As AI use expands, ethics at the leading edge

in 2024 issues, ARTICLES, February 2024, Pathology

Anne Paxton

February 2024—Artificial intelligence is sizzling, so much so that New Yorker magazine, evoking the dazzling and the potentially devouring nature of AI technology, tagged 2023 as “The Year A.I. Ate the Internet.” One respondent to a CAP survey of its members on AI called these “exciting but uncertain times.”

Commercially available digital pathology platforms already use AI software, and large language models such as ChatGPT, Bard, and Copilot play a growing role in extending AI beyond direct patient care to training and research.

“But there is a degree of angst and concern among pathologists overall about the utilization of AI, particularly as we move forward into education. And there’s even less knowledge about it in research,” says Suzanne Zein-Eldin Powell, MD, professor of pathology and genomic medicine and director of the anatomic and clinical pathology residency and neuropathology fellowship at Houston Methodist Hospital. She is chair of the CAP’s Ethics and Professionalism Committee.
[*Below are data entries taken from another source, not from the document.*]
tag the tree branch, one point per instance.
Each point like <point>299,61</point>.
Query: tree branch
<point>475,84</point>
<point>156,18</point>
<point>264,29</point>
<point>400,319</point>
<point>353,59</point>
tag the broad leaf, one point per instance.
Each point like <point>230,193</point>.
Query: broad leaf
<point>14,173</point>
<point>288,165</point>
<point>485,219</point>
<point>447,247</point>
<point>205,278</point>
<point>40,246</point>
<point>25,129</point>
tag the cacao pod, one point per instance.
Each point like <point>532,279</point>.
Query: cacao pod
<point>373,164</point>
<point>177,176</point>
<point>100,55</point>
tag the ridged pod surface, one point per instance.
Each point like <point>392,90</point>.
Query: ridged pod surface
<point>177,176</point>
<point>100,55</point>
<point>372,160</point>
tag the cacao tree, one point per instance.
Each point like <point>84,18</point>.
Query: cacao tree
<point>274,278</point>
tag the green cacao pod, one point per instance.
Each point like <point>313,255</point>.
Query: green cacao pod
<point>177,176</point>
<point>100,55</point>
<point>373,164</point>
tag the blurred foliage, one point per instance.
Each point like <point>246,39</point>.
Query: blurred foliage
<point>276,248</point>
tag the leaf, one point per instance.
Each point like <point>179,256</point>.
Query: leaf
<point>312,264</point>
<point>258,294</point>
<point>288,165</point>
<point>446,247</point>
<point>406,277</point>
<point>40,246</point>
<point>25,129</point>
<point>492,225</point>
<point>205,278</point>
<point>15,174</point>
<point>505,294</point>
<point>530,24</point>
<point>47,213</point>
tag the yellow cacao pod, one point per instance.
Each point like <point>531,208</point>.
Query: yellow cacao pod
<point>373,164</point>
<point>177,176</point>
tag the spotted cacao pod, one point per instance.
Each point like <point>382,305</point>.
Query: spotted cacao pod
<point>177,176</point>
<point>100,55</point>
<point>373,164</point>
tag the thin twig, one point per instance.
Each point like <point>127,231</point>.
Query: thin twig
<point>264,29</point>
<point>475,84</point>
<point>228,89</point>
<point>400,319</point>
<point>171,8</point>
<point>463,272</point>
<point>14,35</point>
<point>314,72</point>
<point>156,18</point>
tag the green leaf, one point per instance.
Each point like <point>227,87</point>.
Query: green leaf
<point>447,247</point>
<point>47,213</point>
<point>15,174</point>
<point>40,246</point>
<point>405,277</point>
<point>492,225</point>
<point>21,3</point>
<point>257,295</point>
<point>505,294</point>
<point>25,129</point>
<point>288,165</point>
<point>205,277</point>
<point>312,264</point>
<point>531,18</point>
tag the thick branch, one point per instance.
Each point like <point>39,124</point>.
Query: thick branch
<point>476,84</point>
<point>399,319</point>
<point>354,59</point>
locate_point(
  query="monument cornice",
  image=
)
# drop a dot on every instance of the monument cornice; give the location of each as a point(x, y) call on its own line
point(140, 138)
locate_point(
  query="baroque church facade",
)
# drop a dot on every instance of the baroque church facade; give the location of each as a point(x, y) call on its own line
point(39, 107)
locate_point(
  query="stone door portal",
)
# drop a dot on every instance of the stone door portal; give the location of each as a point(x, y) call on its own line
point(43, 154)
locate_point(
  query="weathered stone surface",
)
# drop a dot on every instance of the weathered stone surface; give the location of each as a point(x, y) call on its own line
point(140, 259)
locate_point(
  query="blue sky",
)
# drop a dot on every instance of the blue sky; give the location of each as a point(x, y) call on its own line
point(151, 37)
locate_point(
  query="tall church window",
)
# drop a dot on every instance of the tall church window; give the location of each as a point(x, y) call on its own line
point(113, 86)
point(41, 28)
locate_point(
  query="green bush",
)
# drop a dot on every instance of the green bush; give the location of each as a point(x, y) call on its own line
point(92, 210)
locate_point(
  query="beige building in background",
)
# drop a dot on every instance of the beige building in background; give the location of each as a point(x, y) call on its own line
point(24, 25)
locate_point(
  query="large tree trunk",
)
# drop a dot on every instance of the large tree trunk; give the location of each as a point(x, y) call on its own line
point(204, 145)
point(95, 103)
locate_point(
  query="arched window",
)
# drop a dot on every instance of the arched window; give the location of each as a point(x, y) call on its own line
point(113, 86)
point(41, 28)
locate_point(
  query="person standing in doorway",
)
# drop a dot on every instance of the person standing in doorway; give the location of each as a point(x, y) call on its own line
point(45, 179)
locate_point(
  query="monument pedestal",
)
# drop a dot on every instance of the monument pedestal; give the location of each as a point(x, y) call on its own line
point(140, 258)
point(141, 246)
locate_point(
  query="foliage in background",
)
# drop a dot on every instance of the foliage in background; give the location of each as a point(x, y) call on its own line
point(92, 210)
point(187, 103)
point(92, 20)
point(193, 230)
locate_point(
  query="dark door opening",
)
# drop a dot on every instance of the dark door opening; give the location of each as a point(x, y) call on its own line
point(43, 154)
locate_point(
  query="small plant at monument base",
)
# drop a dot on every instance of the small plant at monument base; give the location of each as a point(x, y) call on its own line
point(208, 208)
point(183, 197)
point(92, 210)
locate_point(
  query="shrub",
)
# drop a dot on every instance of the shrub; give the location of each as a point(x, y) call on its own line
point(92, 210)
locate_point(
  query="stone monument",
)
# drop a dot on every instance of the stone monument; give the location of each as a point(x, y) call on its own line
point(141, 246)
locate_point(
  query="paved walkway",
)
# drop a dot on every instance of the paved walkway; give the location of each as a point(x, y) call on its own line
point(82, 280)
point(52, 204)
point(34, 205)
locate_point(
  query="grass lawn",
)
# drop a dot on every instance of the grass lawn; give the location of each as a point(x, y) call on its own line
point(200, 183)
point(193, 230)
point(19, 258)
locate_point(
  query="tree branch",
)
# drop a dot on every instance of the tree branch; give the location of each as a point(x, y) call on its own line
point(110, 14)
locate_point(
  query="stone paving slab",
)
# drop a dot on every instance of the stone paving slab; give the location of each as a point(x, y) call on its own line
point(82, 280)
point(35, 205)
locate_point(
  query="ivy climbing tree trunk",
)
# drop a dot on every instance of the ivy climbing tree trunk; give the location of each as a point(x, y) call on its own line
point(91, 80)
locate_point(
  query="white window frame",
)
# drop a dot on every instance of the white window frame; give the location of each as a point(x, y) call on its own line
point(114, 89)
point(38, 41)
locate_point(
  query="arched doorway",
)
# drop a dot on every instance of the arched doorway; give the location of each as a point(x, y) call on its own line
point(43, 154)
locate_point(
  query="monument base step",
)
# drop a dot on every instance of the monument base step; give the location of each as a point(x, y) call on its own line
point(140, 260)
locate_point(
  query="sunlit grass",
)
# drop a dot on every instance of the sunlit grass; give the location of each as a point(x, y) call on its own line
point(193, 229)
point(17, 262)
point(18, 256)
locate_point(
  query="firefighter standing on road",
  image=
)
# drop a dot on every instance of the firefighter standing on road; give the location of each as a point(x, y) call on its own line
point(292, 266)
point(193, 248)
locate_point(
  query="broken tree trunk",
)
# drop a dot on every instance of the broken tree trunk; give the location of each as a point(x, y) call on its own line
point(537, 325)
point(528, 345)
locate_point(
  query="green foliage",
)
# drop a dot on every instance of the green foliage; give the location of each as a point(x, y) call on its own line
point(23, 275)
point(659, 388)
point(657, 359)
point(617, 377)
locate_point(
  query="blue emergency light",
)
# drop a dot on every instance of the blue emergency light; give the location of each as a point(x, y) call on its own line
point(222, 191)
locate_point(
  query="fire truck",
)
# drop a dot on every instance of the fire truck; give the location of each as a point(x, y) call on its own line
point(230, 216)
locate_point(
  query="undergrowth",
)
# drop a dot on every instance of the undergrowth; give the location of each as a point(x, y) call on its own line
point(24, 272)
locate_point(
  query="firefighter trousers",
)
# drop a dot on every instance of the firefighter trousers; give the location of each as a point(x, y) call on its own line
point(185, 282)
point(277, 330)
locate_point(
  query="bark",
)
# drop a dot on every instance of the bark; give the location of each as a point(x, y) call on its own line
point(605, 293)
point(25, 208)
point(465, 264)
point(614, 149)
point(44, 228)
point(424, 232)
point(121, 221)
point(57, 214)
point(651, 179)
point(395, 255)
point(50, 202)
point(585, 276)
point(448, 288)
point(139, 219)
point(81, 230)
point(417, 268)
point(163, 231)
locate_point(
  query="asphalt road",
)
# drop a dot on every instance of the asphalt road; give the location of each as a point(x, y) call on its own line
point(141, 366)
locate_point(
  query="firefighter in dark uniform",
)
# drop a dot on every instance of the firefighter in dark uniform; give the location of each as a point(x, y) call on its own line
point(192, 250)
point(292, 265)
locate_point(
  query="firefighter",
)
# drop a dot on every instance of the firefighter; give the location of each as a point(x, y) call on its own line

“It’s unclear to what extent we want to encourage our trainees to use AI now,” says Neil Anderson, MD, D(ABMM), director of the anatomic and clinical pathology residency program at Washington University School of Medicine in St. Louis and a member of the CAP Ethics and Professionalism Committee.

“Some people are very much against it and don’t feel comfortable at all,” he continues, “whereas others see AI tools for their potential and want us to be using them in a controlled manner.”

Fears that AI could become impossible or difficult to control are justified only if humans do not impose controls when AI systems are built, says Brian R. Jackson, MD, medical director for business development at ARUP Laboratories and a member of the CAP Artificial Intelligence Committee.

“As soon as we start talking about AI as being too big to handle or too risky, then what we are saying is that we need to put more effort into the control side of it and that maybe we’ve gone too far on the autonomy side,” he says. “But if pathologists are in the driver’s seat and AI is developed in ways that empower and let pathologists do a better job with their existing work, then I think we’ll be on a good trajectory.”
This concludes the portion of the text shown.